Compared to other bacterial organisms, the gram-negative Enterobacteria, Pantoea citrea has the ability to efficiently convert glucose and other sugars into different aldo and keto-sugar derivatives and particularly into the AsA intermediates 2,5-DKG and 2-KGL. In this invention, the genome of Pantoea citrea was analyzed to determine if there were unique properties of the microorganism that contributed to efficient sugar conversion. Analysis of the genome revealed that while the Pantoea genome is similar to other Enterobacteria, such as Salmonella, Klebsiella and E. coli, in certain respects, it contains a number of different genes, which provide additional sugar metabolism capabilities.

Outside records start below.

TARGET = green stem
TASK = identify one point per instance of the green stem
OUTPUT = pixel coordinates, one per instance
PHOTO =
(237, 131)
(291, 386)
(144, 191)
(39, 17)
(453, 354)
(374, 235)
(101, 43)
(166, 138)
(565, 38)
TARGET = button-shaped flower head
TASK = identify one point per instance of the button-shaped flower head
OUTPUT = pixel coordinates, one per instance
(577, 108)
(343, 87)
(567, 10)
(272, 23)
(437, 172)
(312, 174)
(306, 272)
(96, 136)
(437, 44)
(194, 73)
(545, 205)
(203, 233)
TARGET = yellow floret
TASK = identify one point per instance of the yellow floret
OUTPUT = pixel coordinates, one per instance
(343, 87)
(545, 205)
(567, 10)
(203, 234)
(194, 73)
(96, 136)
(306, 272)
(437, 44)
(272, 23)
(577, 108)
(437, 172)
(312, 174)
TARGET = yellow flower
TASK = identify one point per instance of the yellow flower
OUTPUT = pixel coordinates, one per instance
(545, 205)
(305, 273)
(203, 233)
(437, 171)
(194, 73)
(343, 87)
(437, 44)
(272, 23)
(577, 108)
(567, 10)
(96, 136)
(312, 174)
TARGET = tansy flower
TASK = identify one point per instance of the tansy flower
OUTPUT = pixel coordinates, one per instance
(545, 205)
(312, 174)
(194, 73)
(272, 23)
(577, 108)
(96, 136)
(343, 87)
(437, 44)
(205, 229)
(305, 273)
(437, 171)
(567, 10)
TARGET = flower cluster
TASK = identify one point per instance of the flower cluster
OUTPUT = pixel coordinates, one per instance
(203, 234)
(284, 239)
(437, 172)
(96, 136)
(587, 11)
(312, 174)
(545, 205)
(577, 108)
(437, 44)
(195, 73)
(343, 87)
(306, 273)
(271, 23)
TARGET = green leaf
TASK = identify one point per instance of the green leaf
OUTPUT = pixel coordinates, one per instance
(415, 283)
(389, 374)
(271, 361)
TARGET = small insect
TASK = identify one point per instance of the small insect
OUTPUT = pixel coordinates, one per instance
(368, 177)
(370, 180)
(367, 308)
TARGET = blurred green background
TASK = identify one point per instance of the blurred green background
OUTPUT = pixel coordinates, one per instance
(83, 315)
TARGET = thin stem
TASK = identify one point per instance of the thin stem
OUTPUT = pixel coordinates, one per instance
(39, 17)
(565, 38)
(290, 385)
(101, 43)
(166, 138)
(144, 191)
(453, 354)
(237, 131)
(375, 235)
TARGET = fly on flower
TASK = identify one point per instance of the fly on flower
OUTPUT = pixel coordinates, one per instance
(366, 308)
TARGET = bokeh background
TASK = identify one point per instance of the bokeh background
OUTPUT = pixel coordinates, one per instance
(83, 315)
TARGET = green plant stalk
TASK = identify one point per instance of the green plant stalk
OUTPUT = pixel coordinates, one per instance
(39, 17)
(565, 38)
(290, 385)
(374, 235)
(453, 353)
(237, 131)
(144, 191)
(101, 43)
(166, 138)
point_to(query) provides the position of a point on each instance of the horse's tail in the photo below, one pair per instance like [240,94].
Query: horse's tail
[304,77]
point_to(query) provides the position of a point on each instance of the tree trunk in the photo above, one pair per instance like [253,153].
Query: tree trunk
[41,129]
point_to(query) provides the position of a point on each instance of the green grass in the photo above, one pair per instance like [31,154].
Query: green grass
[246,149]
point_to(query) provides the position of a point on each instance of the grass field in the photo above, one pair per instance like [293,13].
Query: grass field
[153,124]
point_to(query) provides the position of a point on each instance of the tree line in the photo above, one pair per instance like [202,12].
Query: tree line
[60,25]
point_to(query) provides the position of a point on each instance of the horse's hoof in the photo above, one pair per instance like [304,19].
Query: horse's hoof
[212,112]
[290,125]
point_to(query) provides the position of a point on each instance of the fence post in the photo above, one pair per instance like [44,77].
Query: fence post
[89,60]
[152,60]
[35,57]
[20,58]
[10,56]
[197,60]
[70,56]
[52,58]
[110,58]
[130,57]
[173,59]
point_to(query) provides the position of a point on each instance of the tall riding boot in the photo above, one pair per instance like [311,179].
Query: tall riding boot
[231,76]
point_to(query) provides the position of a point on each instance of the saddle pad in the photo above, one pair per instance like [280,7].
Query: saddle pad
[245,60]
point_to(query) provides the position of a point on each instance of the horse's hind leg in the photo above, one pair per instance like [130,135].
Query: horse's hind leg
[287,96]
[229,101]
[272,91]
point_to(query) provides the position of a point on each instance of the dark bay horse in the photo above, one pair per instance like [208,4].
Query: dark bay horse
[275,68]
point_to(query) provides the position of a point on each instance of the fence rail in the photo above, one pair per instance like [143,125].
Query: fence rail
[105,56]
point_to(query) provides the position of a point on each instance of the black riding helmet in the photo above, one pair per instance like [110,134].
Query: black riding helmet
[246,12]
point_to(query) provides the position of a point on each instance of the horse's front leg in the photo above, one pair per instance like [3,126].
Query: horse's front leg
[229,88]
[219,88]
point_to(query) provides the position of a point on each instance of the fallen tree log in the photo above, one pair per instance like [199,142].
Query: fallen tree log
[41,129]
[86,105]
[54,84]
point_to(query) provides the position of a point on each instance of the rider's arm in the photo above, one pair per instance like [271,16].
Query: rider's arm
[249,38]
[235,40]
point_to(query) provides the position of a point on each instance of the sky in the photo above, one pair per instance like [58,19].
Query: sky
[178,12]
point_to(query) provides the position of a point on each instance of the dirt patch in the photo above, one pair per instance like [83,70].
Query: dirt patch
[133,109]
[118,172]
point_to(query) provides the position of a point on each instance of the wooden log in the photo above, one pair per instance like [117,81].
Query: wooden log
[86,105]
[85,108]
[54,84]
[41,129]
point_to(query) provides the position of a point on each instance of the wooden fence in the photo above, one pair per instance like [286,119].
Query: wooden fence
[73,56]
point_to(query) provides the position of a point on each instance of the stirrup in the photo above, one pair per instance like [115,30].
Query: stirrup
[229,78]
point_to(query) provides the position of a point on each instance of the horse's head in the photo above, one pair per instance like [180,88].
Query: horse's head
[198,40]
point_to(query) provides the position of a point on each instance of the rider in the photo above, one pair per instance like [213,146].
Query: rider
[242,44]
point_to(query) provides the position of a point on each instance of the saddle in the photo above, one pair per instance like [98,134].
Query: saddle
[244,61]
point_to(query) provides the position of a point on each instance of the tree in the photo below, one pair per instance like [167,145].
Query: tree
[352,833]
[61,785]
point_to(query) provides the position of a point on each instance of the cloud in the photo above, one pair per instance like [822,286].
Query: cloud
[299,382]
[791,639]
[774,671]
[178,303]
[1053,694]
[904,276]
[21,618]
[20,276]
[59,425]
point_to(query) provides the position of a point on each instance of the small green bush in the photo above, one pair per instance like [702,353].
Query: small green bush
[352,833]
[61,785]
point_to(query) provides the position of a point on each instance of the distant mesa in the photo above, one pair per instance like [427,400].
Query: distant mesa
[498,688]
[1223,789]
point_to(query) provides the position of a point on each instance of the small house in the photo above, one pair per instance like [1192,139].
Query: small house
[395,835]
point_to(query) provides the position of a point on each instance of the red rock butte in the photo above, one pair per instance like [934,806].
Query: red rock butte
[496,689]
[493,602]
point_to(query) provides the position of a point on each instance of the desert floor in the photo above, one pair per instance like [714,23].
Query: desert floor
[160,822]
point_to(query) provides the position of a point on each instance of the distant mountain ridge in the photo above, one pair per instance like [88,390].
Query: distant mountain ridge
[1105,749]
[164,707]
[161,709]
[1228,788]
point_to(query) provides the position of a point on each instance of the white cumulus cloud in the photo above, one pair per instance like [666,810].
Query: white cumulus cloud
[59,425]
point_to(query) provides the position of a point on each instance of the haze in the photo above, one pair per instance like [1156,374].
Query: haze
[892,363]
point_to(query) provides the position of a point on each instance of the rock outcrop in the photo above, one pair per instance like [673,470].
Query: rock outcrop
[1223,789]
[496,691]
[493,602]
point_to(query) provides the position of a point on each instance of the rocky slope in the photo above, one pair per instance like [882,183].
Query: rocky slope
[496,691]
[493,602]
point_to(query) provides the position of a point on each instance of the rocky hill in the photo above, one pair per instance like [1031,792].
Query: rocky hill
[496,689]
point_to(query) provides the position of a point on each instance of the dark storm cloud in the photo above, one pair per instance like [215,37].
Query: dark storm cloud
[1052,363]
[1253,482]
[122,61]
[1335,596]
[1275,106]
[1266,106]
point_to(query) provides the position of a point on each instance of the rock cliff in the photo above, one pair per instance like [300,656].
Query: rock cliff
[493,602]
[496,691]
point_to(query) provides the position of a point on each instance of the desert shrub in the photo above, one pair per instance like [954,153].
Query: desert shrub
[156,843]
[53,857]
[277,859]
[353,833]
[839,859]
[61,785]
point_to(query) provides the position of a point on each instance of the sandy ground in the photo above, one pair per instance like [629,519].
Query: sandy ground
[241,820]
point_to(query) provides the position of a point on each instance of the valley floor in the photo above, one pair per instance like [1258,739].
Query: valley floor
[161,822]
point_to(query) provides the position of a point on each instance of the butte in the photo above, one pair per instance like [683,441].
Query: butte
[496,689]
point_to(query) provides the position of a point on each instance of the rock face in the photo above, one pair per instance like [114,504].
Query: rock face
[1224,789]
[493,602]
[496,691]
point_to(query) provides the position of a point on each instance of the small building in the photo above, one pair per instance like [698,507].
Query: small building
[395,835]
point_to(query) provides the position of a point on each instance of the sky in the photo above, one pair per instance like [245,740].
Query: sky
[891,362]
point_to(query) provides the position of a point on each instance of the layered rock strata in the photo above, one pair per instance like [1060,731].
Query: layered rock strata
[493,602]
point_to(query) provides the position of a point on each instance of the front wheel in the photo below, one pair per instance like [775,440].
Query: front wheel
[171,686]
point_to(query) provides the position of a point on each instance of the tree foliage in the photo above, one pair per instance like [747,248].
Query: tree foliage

This invention is directed to the discovery that the Pantoea citrea genome includes a family of genes that code for membrane bound three-component oxidoreductase complexes. Specifically, it was discovered that the P. citrea genome includes 19 operons that code for membrane bound three-component oxidoreductase complexes and each of these complexes include a cytochrome C homologue subunit and a subunit having dehydrogenase activity. This is in contrast to other known microbial genomes, such as Bacillus subtilis, E. coli and Pseudomonas aeruginosa. B. subtilis and E. coli are not known to include multimeric oxidoreductase enzyme complexes containing cytochrome C homologs and P. aeruginosa is known to comprise one three-component multimeric complex containing a cytochrome C homologue.